Jeda'38🌱

466 69 70
                                    

Happy Reading 🌱

Sambil menunggu isya, Gus Adnan nampak telaten memijat kaki Umminya di dalam kamar. Netra Bu Nyai Lina menatap putra semata wayangnya dengan sedih. Pikirannya melambung pada takdir yang membawanya masuk ke pesantren ini hingga ia dianugerahi putra sesabar Gus Adnan. Sungguh, bukan tiada perjuangan baginya untuk mendapatkan hati suaminya. Apalagi jika pesona dari wanita idaman suaminya dulu jauh melebihi dia.

Dia ingat betul bagaimana dia yang hanya santri biasa harus belajar menjadi istri dari seorang putra kyai besar yang pesantrennya hanya berfokus pada pembelajaran Alquran. Bagaimana dia harus membiasakan diri mengontrol para santri yang bahkan juga diharuskan menyetorkan hafalan padanya sementara dirinya sendiri bukan hafidzah. Bagaimana ia harus berlatih setiap waktu memperbaiki bacaan Alqurannya yang ternyata masih banyak makhorijul khuruf yang perlu diperbaiki darinya. Atau juga harus punya jam tidur lebih sedikit karena harus ikut belajar menghafal Alquran.

Belum lagi dia harus belajar menerima sikap dingin suaminya setiap kali mereka berdua di kamar. Meski Kyai Azmi tak pernah berkata kasar dan tak membatasi geraknya selama di kamar, tetap saja setiap kalimat lembut yang diucapkan lelaki itu perlahan-lahan mengiris hatinya. Padahal pernikahan itu terjadi juga karena persetujuannya untuk membantu suaminya agar tetap bisa leluasa berada di dekat wanita yang disukainya. Namun, seiring berjalannya waktu, rupanya hatinya pun pelan-pelan mulai tamak.

Beruntung, usaha dan kesabarannya membuahkan hasil. Ketamakan di hatinya akhirnya terpenuhi. Kyai Azmi perlahan-lahan mulai terbiasa dengan adanya Bu Nyai Lina. Hingga lama kelamaan mulai bergantung dan berpaling padanya.

"Kemarin, di Pesantren Al-Furqan ngapain aja, Le?"

"Emh, banyak Ummi. Diskusi, keliling pesantren, dan sempet diajak ke kantor pesantren juga sama Paman, dikenalin sama orang-orang di sana."

"Wah, di sini malah belum di kenalin ke orang-orang pesantren loh."

"Ndak papa, Ummi! Pelan-pelan. Kan Adnan sudah di sini terus insyaallah."

Bu Nyai Lina tersenyum.

"Lalu, kalau sama Ning Nana gimana?"

Gus Adnan menghentikan pijatannya. Alisnya bertaut, matanya menatap bingung pada Umminya. "Kenapa Ning Nana?" dia balik bertanya.

"Nggak ngobrol apa-apa sama Ning Nana?"

Gus Adnan tersenyum sambil menggelengkan kepala. Ia lantas meneruskan pijatannya.

"Endak, ndak ada yang mau dibahas juga."

"Masa sih? Yang salah paham kemarin?"

"Itu masalahnya sama Amran, bukan sama Adnan."

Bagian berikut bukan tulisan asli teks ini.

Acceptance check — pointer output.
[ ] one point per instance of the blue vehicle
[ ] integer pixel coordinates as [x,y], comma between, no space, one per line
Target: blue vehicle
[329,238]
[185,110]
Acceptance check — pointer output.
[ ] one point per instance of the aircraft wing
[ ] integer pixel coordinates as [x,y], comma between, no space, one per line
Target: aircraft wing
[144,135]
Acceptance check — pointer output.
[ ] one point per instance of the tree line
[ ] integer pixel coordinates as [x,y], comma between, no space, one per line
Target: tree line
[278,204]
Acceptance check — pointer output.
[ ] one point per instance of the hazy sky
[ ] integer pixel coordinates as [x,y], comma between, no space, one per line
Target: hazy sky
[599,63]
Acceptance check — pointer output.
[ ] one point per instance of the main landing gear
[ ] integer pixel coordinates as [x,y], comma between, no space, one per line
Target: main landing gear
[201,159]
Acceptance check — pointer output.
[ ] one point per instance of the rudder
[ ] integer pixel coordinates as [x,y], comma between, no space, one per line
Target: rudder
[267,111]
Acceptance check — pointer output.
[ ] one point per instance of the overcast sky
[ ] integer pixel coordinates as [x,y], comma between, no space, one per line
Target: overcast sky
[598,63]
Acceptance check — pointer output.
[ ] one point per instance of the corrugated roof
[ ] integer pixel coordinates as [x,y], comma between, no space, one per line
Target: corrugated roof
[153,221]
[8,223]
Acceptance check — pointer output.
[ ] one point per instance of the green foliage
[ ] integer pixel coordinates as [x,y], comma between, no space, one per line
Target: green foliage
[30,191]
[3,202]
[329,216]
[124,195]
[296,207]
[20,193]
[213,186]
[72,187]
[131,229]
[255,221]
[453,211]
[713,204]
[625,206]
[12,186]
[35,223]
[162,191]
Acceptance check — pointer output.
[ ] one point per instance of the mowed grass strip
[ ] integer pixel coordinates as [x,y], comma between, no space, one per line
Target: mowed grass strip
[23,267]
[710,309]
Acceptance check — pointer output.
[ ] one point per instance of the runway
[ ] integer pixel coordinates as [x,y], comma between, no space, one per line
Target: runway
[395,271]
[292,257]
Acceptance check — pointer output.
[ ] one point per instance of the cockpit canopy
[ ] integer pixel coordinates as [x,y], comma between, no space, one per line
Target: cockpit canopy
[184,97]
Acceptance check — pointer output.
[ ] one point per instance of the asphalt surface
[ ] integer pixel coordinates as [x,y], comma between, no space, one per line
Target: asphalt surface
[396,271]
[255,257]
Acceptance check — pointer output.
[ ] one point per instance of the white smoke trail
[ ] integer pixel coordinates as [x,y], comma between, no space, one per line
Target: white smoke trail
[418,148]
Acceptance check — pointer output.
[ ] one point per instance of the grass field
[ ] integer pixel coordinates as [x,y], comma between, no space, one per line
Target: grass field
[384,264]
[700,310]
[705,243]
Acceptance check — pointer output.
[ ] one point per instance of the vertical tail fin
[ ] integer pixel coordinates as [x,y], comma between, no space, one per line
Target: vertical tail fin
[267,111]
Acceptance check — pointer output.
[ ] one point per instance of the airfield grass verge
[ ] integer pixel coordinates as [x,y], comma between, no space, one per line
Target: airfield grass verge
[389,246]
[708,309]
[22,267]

"Emh, tapi kan sama kamu juga, Le!"

Gus Adnan kini tersenyum lebar sementara netranya menelisik. "Sebenernya Ummi pengen tahu apa hayoo?" Seolah paham dengan maksud Umminya, Gus Adnan mencoba memancing wanita itu.

"Ndak papa, cuma tanya."

"Ning Nana pendiem loh, Mi. Di jalan dieeem aja. Pas makan bersama juga gitu, kalau ndak ditanya, ndak ngomong. Mungkin kalau Fahrul ndak usil, mungkin Adnan juga ndak bakal tahu kalau Ning Nana bisa selucu itu. Hehe ...."

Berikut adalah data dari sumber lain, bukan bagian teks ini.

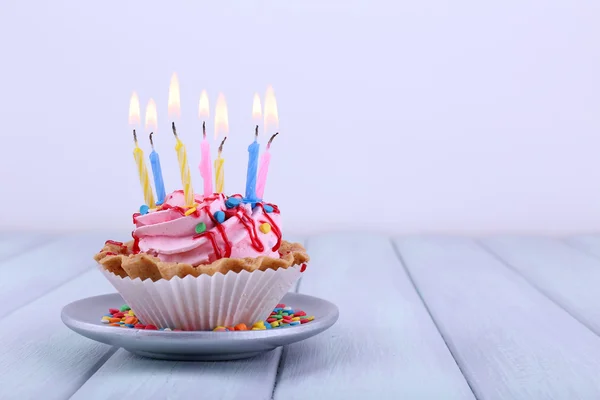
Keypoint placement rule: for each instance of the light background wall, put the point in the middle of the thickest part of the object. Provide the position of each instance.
(395, 116)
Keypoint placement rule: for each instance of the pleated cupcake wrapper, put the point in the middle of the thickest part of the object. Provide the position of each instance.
(205, 302)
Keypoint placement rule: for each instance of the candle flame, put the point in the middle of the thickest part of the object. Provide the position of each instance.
(134, 109)
(151, 118)
(256, 108)
(203, 109)
(221, 118)
(174, 98)
(271, 114)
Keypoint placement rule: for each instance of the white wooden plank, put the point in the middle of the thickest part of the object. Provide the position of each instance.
(567, 275)
(32, 274)
(587, 243)
(126, 375)
(145, 378)
(14, 243)
(40, 358)
(384, 346)
(510, 340)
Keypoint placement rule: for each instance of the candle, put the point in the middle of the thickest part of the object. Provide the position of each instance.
(221, 127)
(184, 169)
(138, 155)
(264, 169)
(157, 173)
(252, 167)
(151, 125)
(219, 174)
(205, 165)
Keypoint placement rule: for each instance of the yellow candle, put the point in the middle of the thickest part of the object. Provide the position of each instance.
(219, 173)
(184, 169)
(138, 155)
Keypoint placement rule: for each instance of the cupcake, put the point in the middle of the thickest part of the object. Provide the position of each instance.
(221, 262)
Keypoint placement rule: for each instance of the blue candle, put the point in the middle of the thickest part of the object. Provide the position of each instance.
(252, 168)
(157, 172)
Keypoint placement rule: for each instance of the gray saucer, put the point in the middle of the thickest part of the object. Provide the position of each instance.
(83, 316)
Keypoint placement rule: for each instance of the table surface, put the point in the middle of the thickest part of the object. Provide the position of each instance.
(428, 317)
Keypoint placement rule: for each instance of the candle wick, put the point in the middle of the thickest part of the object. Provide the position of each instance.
(221, 146)
(270, 140)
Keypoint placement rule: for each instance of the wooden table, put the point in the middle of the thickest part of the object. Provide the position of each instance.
(420, 318)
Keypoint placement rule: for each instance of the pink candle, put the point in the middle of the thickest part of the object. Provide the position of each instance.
(263, 169)
(205, 164)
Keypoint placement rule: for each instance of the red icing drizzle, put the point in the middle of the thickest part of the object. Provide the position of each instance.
(180, 210)
(274, 227)
(221, 231)
(136, 243)
(211, 236)
(115, 243)
(251, 228)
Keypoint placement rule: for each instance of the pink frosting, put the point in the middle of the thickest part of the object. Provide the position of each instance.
(171, 236)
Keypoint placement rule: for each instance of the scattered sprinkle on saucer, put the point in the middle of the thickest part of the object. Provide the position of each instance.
(282, 316)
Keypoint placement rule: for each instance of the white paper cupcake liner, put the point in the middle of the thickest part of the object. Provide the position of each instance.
(205, 302)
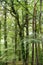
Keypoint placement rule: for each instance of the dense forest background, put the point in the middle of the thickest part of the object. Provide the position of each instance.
(21, 32)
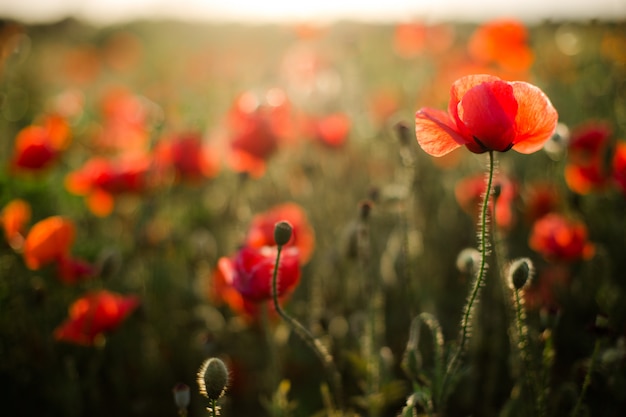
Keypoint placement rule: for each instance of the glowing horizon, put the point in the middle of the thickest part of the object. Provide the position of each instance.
(274, 11)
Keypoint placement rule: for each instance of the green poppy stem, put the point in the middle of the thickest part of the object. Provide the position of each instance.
(478, 283)
(320, 350)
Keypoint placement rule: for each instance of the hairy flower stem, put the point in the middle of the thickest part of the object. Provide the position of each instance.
(479, 279)
(319, 349)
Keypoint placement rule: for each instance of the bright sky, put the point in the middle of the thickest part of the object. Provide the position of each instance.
(109, 11)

Bu Nyai Lina menangkap binar lain di mata putranya saat bercerita tentang Ning Najma. Mungkinkah tebakannya benar? Putranya tengah jatuh hati pada Ning Najma.

"Ning Nana lucu? Lucu gimana?" Sengaja Bu Nyai Lina makin memancing Gus Adnan.

"Lucu saja, pas dia dengan yakinnya bilang kalau Adnan adalah Amran, padahal di belakangnya lagi ada Amran yang asli. Hahaha, ada-ada saja."